Since at least 2016, Wuhan Institute of Virus researchers have conducted experiments involving RaTG13 and showed no signs of stopping before the COVID-19 outbreak; RaTG13 is the bat coronavirus identified by WIV in January 2020 as the closest to SARS-CoV-2 (96.2% similar). After the SARS outbreak in 2003, WIV became the focus of international coronavirus research and has since been studied in animals including mice, bats, and pangolins.

WIV has a public record of conducting “gene function acquisition” studies to engineer chimeric viruses. But WIV’s record of research on the viruses most similar to COVID-19 (including “RaTG13”), which was sampled from a cave in Yunnan province in 2013 after several miners died of SARS-like illness, is not transparent or consistent.

WHO investigators had to obtain records of WIV’s work with bats and other coronaviruses before the COVID-19 outbreak. As part of a comprehensive inquiry, they must fully understand why WIV changed, and subsequently deleted, online records related to RaTG13 and other viruses.

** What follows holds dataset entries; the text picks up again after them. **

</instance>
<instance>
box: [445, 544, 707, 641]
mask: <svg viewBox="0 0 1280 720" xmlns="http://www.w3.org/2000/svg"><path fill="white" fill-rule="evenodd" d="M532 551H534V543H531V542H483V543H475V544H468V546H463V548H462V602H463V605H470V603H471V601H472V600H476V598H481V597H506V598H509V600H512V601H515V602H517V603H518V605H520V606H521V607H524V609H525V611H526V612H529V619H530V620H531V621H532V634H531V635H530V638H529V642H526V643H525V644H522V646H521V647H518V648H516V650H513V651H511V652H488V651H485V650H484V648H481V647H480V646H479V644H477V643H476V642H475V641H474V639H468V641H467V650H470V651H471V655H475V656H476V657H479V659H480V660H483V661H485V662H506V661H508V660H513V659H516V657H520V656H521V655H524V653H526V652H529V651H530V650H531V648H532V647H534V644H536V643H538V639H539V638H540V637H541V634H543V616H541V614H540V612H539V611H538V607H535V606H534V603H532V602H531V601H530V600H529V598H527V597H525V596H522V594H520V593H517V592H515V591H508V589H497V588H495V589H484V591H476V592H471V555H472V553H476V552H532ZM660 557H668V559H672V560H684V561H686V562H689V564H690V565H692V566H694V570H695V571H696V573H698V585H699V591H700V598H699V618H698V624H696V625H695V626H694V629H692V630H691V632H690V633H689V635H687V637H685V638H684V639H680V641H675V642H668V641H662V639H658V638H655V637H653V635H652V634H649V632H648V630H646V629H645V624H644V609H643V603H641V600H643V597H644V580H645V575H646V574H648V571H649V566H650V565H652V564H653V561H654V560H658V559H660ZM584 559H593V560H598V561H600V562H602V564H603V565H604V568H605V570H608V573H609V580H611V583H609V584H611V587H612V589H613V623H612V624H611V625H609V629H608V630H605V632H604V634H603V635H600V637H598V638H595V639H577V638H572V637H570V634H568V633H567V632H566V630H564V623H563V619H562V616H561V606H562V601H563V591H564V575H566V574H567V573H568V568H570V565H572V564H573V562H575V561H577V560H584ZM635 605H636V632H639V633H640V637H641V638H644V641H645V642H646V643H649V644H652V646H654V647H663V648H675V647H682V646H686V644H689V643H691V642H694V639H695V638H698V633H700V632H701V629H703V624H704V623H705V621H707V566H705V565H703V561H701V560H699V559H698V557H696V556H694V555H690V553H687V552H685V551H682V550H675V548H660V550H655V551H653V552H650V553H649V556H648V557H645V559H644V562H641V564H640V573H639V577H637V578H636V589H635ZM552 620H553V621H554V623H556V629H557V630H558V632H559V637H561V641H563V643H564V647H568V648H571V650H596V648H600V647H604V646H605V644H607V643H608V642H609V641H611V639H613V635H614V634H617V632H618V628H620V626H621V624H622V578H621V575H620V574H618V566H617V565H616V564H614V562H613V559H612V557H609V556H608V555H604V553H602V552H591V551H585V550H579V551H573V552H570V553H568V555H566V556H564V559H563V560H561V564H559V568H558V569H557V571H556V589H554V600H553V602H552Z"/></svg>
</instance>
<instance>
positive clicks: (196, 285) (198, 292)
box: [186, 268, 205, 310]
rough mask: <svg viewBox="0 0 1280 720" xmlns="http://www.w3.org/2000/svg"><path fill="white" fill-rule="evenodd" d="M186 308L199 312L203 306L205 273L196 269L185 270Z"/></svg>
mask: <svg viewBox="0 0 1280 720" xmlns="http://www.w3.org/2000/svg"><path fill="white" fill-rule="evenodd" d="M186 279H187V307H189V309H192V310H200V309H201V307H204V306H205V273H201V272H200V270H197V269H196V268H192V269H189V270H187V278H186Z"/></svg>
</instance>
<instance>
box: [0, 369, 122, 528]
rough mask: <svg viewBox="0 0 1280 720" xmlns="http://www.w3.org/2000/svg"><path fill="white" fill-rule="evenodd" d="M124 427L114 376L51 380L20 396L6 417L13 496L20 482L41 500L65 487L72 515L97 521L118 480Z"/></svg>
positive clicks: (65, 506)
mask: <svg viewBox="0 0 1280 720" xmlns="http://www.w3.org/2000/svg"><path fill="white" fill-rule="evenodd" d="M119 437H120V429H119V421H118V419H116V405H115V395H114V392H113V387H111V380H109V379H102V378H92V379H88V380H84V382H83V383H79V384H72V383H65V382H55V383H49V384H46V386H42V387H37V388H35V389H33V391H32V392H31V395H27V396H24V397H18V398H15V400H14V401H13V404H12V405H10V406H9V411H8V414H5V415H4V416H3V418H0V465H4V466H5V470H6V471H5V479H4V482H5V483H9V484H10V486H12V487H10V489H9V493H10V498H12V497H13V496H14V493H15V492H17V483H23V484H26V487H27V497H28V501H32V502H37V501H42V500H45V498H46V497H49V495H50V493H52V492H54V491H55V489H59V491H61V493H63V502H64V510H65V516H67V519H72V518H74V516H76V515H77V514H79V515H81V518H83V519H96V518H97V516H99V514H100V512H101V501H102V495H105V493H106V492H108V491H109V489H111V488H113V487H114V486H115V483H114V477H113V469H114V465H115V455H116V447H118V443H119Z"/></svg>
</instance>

  1. Covert Military Activities at the Wuhan Virus Institute

Secrecy and control are standard practice in Beijing. For years, the United States has been openly concerned about China’s (CCP’s) past biological weapons efforts, which Beijing has neither documented nor explicitly stated its intention to eliminate, despite its clear BWC obligations.

Despite the WIV’s appearance of resembling a civilian agency, the United States has determined that the WIV collaborates with the Chinese (CCP) military on publications and covert programs. Since 2017, WIV has been conducting classified research on behalf of the Chinese (CCP) military, including animal testing in laboratories.

U.S. and other donors who fund WIV, or collaborate with the Institute on civilian research, have the right and obligation to determine whether any U.S. research funds are diverted to WIV’s secret Chinese (Communist Party of China) military projects.

Today’s revelation only lifts the veil on the Chinese origins of COVID-19. Any credible investigation into the origins of COVID-19 would require complete and transparent access to the Wuhan Virus Laboratory, including its facilities, samples, personnel, and (relevant) records.

As the world continues to struggle with this epidemic and, after a delay of more than a year, WHO researchers begin work, the source of the virus remains uncertain. The United States will continue to do all it can to support a credible and thorough investigation, including continuing to demand transparency from the Chinese (Communist) authorities.